Comparing different exchangeability assumptions

In this section, we fit EX, NEX, and EXNEX models and compare the results.

When fitting the EX model, there can be some MCMC convergence issues (e.g., divergences) because of the extreme posterior curvature that occurs when $\tau$ is close to zero. A common way to solve this issue is to use a non-centered parameterization of the model (see https://mc-stan.org/docs/stan-users-guide/reparameterization.html). The exnexstan::fit_exch() function implements a non-centered parameterization and can greatly improve the MCMC fitting of EX models. The model structure is equivalent to using exnexstan::fit_exnex() with p_exch equal to 1 for all strata – only the parameterization is different for the purpose of MCMC sampling.

Model fitting

# Data is the same for all the models
r = c(2,0,1,6,7,3,5,1,0,3) |> as.integer()
n = c(15, 13, 12, 28, 29, 29, 26, 5, 2, 20) |> as.integer()

# EXNEX (p_exch = 0.5 for all strata)
exnex <-
exnexstan::fit_exnex(
          r = r,
          n = n,
          p_exch = rep(0.5, 10),
          mu_prior_mean = -1.73,
          mu_prior_sd = 2.616,
          tau_prior_sd = 1,
          nex_prior_mean = -1.73,
          nex_prior_sd = 2.801,
          adapt_delta = 0.99
          )
          
# NEX (p_exch = 0 for all strata)
nex <-
exnexstan::fit_exnex(
          r = r,
          n = n,
          p_exch = rep(0, 10),
          mu_prior_mean = -1.73,
          mu_prior_sd = 2.616,
          tau_prior_sd = 1,
          nex_prior_mean = -1.73,
          nex_prior_sd = 2.801,
          adapt_delta = 0.99
          )

# EX (p_exch = 1 for all strata)
ex <-
exnexstan::fit_exch(
          r = r,
          n = n,
          mu_prior_mean = -1.73,
          mu_prior_sd = 2.616,
          tau_prior_sd = 1,
          adapt_delta = 0.99
          )

# Extract the posterior draws from each model and add a column
# to identify the model

exnex_draws <- exnex$draws(format = "df")
exnex_draws$model <- "EXNEX"

nex_draws <- nex$draws(format = "df") 
nex_draws$model <- "Stratified (NEX)"

ex_draws <- ex$draws(format = "df")
ex_draws$model <- "Exchangeable (EX)"

# Combine the draws together
df <- bind_rows(exnex_draws, nex_draws, ex_draws)

Code

# Extract and pivot the response probabilities
response_probabilities <-
df |>
  select(model, `p[1]`:`p[10]`) |>
  pivot_longer(cols = -model,
               names_pattern = "p\\[(.*)\\]",
               names_to = "Strata", 
               values_to = "Response Probability") |>
  mutate(Strata = Strata |> as.integer() |> as.factor())

Plotting

For each of the methods and each strata, we plot the posterior median along with the 50% and 95% credible intervals.

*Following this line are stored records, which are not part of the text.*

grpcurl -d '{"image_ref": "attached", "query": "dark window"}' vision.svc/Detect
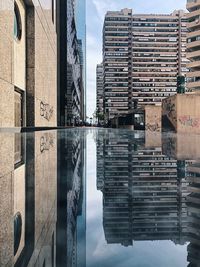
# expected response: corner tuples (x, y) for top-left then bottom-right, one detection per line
(14, 212), (22, 255)
(15, 90), (23, 127)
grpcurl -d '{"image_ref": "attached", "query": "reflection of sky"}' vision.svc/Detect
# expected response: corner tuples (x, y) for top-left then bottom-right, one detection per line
(86, 133), (187, 267)
(86, 0), (186, 116)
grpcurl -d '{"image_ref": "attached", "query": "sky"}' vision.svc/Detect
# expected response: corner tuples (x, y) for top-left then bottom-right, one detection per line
(86, 0), (186, 117)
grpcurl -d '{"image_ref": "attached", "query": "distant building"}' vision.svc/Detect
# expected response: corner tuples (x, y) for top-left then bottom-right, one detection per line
(103, 9), (187, 119)
(74, 0), (86, 120)
(187, 0), (200, 91)
(96, 64), (104, 113)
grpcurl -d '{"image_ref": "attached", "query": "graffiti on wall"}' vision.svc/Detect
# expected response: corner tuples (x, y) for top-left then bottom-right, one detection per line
(40, 101), (53, 121)
(40, 133), (54, 153)
(178, 115), (200, 128)
(164, 98), (176, 122)
(145, 123), (161, 132)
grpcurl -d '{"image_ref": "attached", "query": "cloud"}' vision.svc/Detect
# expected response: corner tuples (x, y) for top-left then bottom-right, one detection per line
(93, 0), (118, 21)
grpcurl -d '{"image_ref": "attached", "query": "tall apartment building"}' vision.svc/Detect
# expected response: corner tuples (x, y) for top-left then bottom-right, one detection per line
(0, 0), (57, 127)
(103, 9), (187, 119)
(96, 64), (103, 113)
(187, 0), (200, 91)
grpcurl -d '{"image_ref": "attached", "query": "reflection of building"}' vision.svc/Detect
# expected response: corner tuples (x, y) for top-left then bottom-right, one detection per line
(187, 162), (200, 267)
(0, 131), (57, 267)
(0, 0), (57, 127)
(103, 9), (187, 118)
(57, 130), (86, 267)
(97, 133), (187, 246)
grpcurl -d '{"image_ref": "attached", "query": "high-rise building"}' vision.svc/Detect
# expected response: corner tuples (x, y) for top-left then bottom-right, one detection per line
(187, 0), (200, 91)
(103, 9), (187, 119)
(57, 0), (86, 126)
(74, 0), (86, 120)
(96, 64), (103, 113)
(65, 0), (82, 125)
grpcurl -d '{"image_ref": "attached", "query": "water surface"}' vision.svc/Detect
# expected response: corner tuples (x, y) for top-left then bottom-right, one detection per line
(0, 128), (200, 267)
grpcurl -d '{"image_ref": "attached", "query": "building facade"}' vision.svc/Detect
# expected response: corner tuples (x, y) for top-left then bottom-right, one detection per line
(96, 64), (103, 113)
(187, 0), (200, 92)
(103, 9), (187, 119)
(64, 0), (83, 125)
(0, 0), (57, 127)
(75, 0), (86, 121)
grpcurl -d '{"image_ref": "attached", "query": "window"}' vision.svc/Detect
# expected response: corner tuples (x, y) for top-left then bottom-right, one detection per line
(15, 88), (23, 127)
(14, 3), (22, 40)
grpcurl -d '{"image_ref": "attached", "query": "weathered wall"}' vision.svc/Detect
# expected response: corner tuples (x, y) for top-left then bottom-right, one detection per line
(34, 0), (57, 126)
(12, 0), (26, 91)
(145, 105), (161, 132)
(162, 95), (177, 129)
(0, 0), (57, 127)
(0, 0), (14, 127)
(162, 94), (200, 133)
(177, 94), (200, 133)
(162, 133), (200, 160)
(0, 133), (14, 267)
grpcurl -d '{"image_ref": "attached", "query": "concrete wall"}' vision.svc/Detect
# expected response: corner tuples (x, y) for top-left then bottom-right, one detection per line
(162, 95), (177, 129)
(13, 0), (26, 91)
(162, 94), (200, 133)
(0, 0), (57, 127)
(34, 0), (57, 126)
(0, 133), (14, 267)
(145, 105), (161, 132)
(0, 0), (14, 127)
(177, 94), (200, 133)
(162, 133), (200, 161)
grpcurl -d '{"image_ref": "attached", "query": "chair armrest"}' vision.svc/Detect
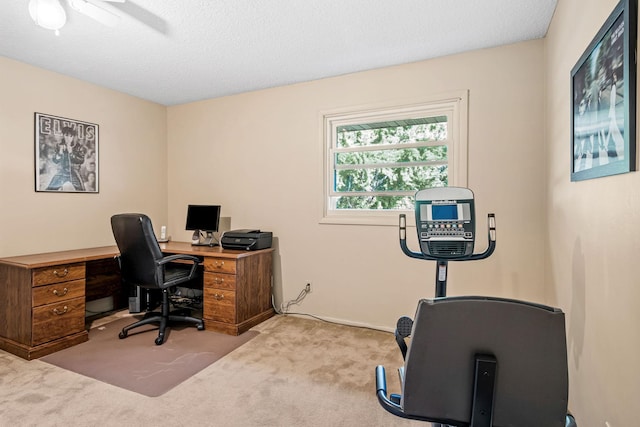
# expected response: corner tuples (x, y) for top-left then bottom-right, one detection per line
(156, 254), (201, 286)
(156, 254), (200, 265)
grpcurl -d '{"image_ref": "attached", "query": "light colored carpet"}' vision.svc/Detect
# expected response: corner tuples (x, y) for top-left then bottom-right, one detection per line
(0, 316), (428, 427)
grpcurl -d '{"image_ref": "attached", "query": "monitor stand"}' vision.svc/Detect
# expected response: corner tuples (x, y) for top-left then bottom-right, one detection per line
(191, 230), (218, 246)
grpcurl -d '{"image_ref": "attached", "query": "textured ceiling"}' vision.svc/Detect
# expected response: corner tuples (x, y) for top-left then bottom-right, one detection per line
(0, 0), (557, 105)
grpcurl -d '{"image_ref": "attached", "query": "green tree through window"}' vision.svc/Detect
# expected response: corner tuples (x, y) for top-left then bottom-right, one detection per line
(322, 91), (467, 224)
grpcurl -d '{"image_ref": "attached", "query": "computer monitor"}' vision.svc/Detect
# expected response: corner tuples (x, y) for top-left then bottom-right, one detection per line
(185, 205), (220, 246)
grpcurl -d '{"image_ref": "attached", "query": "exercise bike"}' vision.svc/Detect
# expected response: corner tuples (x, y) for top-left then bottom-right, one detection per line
(376, 187), (576, 427)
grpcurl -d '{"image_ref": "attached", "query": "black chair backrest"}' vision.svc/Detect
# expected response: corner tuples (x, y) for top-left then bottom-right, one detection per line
(111, 213), (163, 288)
(401, 297), (568, 427)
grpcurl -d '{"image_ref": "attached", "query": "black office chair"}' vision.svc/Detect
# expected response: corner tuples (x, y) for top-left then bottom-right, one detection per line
(111, 213), (204, 345)
(376, 297), (576, 427)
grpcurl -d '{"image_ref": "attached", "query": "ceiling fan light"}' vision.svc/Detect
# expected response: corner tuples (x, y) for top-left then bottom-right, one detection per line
(29, 0), (67, 31)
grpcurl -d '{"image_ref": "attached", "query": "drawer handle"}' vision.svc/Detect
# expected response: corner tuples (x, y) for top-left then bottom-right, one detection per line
(53, 268), (69, 277)
(53, 305), (67, 316)
(53, 288), (69, 297)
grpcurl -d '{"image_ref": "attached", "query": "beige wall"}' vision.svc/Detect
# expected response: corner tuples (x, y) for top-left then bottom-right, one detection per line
(168, 40), (545, 329)
(0, 57), (167, 256)
(0, 5), (628, 427)
(545, 0), (640, 427)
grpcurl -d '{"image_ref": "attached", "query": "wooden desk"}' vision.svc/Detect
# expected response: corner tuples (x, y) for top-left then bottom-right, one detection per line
(0, 242), (274, 359)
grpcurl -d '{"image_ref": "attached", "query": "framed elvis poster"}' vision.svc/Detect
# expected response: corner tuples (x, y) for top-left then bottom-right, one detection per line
(571, 0), (637, 181)
(35, 113), (99, 193)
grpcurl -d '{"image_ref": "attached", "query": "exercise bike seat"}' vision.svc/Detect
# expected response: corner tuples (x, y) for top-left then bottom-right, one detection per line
(376, 297), (575, 427)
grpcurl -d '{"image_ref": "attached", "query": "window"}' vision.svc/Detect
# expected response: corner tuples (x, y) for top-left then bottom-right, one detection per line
(321, 91), (467, 225)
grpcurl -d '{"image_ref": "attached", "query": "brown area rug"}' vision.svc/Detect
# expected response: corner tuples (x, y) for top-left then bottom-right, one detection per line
(39, 317), (258, 397)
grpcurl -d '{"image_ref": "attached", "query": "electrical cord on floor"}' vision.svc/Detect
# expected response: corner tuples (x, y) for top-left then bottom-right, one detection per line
(271, 289), (393, 334)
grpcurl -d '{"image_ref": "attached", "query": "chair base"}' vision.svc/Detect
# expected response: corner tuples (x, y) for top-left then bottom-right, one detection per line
(118, 312), (204, 345)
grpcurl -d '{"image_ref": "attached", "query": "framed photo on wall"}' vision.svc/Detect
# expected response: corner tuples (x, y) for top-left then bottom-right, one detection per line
(571, 0), (637, 181)
(35, 113), (100, 193)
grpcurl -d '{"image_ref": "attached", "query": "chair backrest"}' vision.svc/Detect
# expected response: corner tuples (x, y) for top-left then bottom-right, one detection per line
(111, 213), (163, 288)
(401, 297), (568, 427)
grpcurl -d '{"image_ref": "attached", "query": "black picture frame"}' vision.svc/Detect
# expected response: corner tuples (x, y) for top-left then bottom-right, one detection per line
(571, 0), (638, 181)
(34, 113), (100, 193)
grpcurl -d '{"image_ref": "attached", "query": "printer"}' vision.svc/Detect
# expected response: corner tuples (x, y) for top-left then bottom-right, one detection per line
(220, 228), (273, 251)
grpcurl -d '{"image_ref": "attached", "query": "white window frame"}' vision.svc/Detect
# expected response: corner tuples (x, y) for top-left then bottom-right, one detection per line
(320, 90), (469, 226)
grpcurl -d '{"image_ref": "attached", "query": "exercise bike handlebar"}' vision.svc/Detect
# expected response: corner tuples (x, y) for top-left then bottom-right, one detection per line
(399, 213), (496, 261)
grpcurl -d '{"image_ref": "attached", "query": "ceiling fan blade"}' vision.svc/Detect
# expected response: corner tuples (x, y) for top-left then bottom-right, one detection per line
(69, 0), (120, 27)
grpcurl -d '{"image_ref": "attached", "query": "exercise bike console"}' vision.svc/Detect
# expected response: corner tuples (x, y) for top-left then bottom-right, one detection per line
(399, 187), (496, 297)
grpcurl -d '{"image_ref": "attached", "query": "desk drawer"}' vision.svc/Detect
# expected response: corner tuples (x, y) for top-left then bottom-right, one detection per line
(204, 257), (236, 274)
(31, 297), (85, 346)
(204, 273), (236, 291)
(204, 287), (236, 323)
(32, 263), (85, 286)
(33, 279), (84, 307)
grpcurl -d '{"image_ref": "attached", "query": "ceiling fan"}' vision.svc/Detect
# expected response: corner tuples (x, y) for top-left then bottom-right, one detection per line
(29, 0), (126, 35)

Above each strata, we show the number of events out of the total, and the observed response probability.

Code

# Data frame with information for plotting the horizontal lines
# and the text at the top of the graph for each strata
line_data <-
  tibble(r = c(2,0,1,6,7,3,5,1,0,3),
         n = c(15, 13, 12, 28, 29, 29, 26, 5, 2, 20),
         Strata = as.factor(1:10),
         p = r/n)

# Create the labels (responses / total) for each strata
line_data$label <- map2_chr(line_data$r, line_data$n, ~glue::glue("{.x}/{.y}"))

response_probabilities |>
  ggplot() +
  aes(x = model, y = `Response Probability`) +
  stat_pointinterval(mapping = aes(color=model, shape=model),
                     point_interval = "median_hdci",
                     .width=c(0.5, 0.95)) +
  geom_hline(data=line_data,
             mapping = aes(yintercept = p),
             linetype=2,
             alpha=0.8) +
  geom_text(data=line_data |> mutate(model="EXNEX", `Response Probability` = 1),
            mapping = aes(label = label),
            nudge_x = 0.1) +
  geom_text(data=line_data |> mutate(model="EXNEX", `Response Probability` = 0.95),
            mapping = aes(label = round(p,2)),
            nudge_x = 0.1) +
  facet_wrap(~Strata, nrow = 1) +
  scale_y_continuous(breaks = seq(0, 1, by=0.2)) +
  coord_cartesian(ylim = c(0,1)) +
  labs(x = "",
       color = "") +
  theme(axis.title.x=element_blank(),
        axis.text.x=element_blank(),
        axis.ticks.x=element_blank(),
        axis.line.x = element_blank(),
        axis.line.y = element_blank(),
        panel.background = element_rect(fill = "#f2f3f7"),
        text=element_text(family="Fira Sans")) +
  guides(shape = "none")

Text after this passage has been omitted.